A hospital that is considered "disproportionate share" (DSH) is allowed to purchase drugs at a huge discount because they take on so many Medicaid/uninsured/low-income patients. They can use these medications for any patients, including those with health insurance, who are not low-income. This was meant to help them keep their coffers full.

The DSHs can purchase and dispense these same drugs through retail pharmacies in the area (any pharmacy they contract with is eligible, including independents). The pharmacy holds the drugs as a "virtual inventory".

A patient with insurance will come to an outpatient pharmacy contracted with the DSH, paying the regular copay for a certain medication. The pharmacy then gets reimbursed for the medication through the regular insurance. If the patient is considered eligible (I don't know what makes a patient eligible or ineligible), the pharmacy can submit an order to the DSH for replenishment of the medication. The DSH then sends this replenishment order to its own wholesaler via a special software designed to interface with the 340B program. The wholesaler sends the replacement stock drug to the outpatient pharmacy, but bills the DSH for the inventory. The outpatient pharmacy sends its full third-party insurance reimbursement to the special software company, minus a fee for being a contracting pharmacy. The software company then sends this full third-party insurance reimbursement, minus the contracting pharmacy fee and minus a separate software vendor fee, on to the DSH.

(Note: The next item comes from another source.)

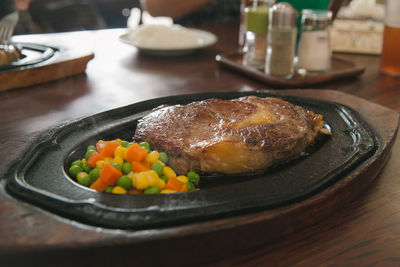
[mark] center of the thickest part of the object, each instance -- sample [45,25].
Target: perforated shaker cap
[282,15]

It's hugely stupid and complicated, and I foresee this getting regulated HARD in the near future... http://www.nytimes.com/2013/02/13/b...l=1&adxnnlx=1381898930-tQSr40AdrLoav2ItHC5h4w
 
I think that "ineligible patients" are Medicaid patients IF you opt to receive Medicaid contracted rebates from manufacturers. If you opt out of that program, you can use them for everyone? Maybe?
 
I work per Diem at independent HIV focused community pharmacy who is 340B. They do not have the time to show me the 340B ropes but I thought some logistical tid bits I picked up from discussions may offer you some practical insight. :shrug:
General:
340B comes to the pharmacy for meetings with managing staff. The pharmacy is frustrated with 340B due to ongoing communication issues.
Technical:
They check in the 340 B orders separately but do not appear to separate the inventory from the non340B. (I thought that was a rec so I mentioned)
The orders received from 340B are stated to contain way less drug than is reported being used. i.e. received 1 bottle of methadone despite dispensing 10 botlles.
They have a separate billing set-up fro billing ADAP 340B vs ADAP and the processing is dictated by the drug, meaning one patient may have some drugs billed to straight ADAP and some to 340B ADAP.

Only been there a month so it's rather remedial info but stranger things have hooked me up so I figgad WTF. :idea:
 
340B is complex and multifaceted. What do you really want to know?